I’d jammed my suitcase so full of Supplies for Any Eventuality I couldn’t lift it.
Heavy with pyjamas, heavy with paper. Heavy with clothing and outerwear options for all four seasons just in case summer turned out not really to be summer at all but a mixture. All rolled up tight like densely packed sausages. Heavy with materials, heavy with my lucky art shoes. Heavy with unrealistic expectations, maybe. Sounds like me.

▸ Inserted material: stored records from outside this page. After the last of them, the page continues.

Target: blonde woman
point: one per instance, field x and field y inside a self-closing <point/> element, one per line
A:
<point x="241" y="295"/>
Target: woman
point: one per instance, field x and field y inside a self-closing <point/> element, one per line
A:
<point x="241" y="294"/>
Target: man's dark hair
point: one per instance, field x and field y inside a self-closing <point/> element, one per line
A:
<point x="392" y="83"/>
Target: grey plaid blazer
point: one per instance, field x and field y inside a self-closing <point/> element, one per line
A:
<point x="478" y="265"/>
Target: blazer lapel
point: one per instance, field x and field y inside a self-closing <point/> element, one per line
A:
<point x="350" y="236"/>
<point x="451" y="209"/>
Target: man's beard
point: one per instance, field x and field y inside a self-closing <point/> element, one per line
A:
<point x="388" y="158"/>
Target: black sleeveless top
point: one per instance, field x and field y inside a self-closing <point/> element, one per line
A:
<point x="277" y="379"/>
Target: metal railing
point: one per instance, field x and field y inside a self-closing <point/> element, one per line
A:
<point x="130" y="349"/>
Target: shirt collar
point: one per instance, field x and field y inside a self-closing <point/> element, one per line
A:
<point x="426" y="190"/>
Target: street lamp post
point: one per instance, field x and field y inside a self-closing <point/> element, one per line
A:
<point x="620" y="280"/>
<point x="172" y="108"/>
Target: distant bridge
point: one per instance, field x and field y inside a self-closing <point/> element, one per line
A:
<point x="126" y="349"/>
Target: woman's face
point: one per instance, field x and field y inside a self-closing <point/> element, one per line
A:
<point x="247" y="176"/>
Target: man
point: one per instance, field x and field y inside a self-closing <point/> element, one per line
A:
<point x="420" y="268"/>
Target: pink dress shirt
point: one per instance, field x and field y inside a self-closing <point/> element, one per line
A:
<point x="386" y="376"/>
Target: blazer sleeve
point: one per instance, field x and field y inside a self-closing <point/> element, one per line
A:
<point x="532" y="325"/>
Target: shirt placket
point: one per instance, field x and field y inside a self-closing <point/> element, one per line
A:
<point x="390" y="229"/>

Garry heaved the suitcase downstairs and into the boot of the car for me.
Following a few moments of awkward hovering around, shuffling from foot to foot on the pavement beside us, the taxi driver seemed to sense this goodbye was a significant one and so sloped back into the driver’s seat and closed the door gently behind him. So nervous now that my knees were hot, I hugged my husband tight and asked him one more time.
‘What am I doing? What am I doing?’.
‘You’re going on an adventure’, he said.
I wondered for a minute whether, on account of the emotional farewell, the taxi driver might think I was travelling to a private clinic to be euthanised. That was, until I realised I’d gotten Sweden and Switzerland mixed up and before I questioned what kind of person would travel to the euthansia clinic with a suitcase this size.
I catch myself imagining this scene in my movie. There’d be a pithy voiceover.
After I let go of Garry’s neck and promised to stay in touch when I could, I climbed into the back of the car and let out an involuntary noise that landed somewhere between a very loud sigh, a tearful cough and an excitable sort of whoot.
‘Are we ready, my love?’ the taxi driver asked.
‘I think we are, yes’, I said. I was.